Je m’inscris en faux contre ces conceptions. Il me semble au contraire qu’une certaine conception léniniste du parti révolutionnaire est utile et même essentielle aujourd’hui. A condition de se mettre d’accord sur ce que ça veut dire, ce qui n’est pas chose aisée tant le sujet a été emmêlé par des dizaines d’années de querelle d’interprétations, de mythes et de falsifications. Pour ma part, j’identifie trois idées-forces importantes. 1) Un parti qui cherche à intervenir dans les luttes de classe et de masses, avec la conviction que des grands affrontements de classe et des explosions révolutionnaires ne manqueront pas d’arriver mais qu’ils ne suffiront pas à résoudre la question du pouvoir. Cette conception n’oppose pas le parti aux masses, mais au contraire voit la victoire comme résultant d’une articulation judicieuse entre l’action des deux ; 2) un parti politique centralisé, parce que l’ennemi qu’on affronte est lui-même ultra-centralisé. Le parti s’articule autour d’une vision commune de la situation et des tâches et donne une direction politique unifiée à des expériences locales qui sinon reste disparates et dispersées, il doit être suffisamment organisé pour être capable d’opérer des tournants brusques si la situation le commande ; 3) un parti de militants formés, aguerris, capables d’intervenir dans des situations diverses, de peser sur l’orientation du parti. Trois idées-forces que récapitule bien, il me semble, l’idée de parti comme « opérateur stratégique », selon une formule de Daniel Bensaïd.

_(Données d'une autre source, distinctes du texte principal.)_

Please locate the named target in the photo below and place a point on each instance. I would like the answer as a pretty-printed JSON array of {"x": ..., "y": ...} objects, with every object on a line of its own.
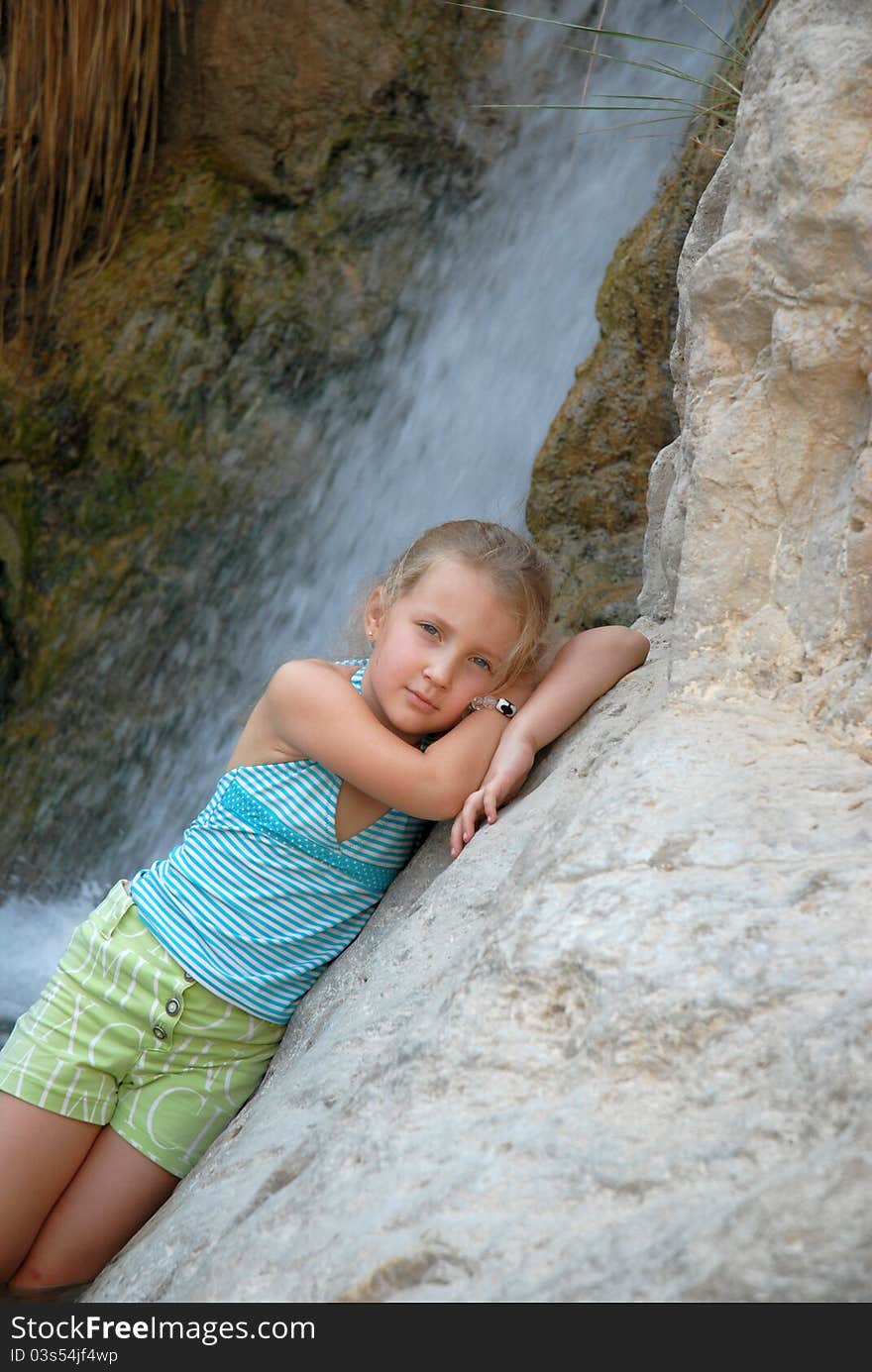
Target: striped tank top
[{"x": 259, "y": 897}]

On est à l’opposé des conceptions qui sous-tendent le mouvement gazeux. En fait, la forme organisationnelle est bien souvent cohérente avec le contenu de la stratégie. Un mouvement gazeux, avec une structuration faible (assez pour enrégimenter des équipes locales et faire rayonner la politique du mouvement mais pas trop importante pour empêcher la formation de courants internes) c’est une forme relativement cohérente pour développer une machine électorale. C’est une des raisons pour lesquelles je suis toujours assez sceptique des critiques de LFI qui se concentrent sur une critique du mouvement gazeux sans mettre en cause sa stratégie électoraliste, centrée sur un projet de réforme des institutions. En un sens, Mélenchon est plutôt cohérent. Je ne partage pas son projet mais il sait ce qu’il fait.
De mon point de vue, ce dont nous avons besoin ce n’est pas d’un mouvement gazeux ni d’une machine électorale mais d’un parti implanté dans notre classe, capable d’intervenir et de peser dans les affrontements de lutte de classes qui ne manqueront pas de se reproduire et de s’approfondir. Depuis 2016, la France ne cesse de connaitre des épisodes de ce genre. On a besoin d’une organisation politique qui fasse de l’intervention dans ces processus son centre de gravité. Aujourd’hui, il est clair que ce parti n’existe pas. C’est la proposition politique que nous défendons à Révolution Permanente mais l’émergence d’un véritable parti révolutionnaire ne dépend pas que de nous. Ce dont je suis convaincue, c’est qu’avancer dans cette perspective ne se fera pas sans un bilan critique du rôle joué par l’extrême gauche dans les dernières grandes batailles sociales.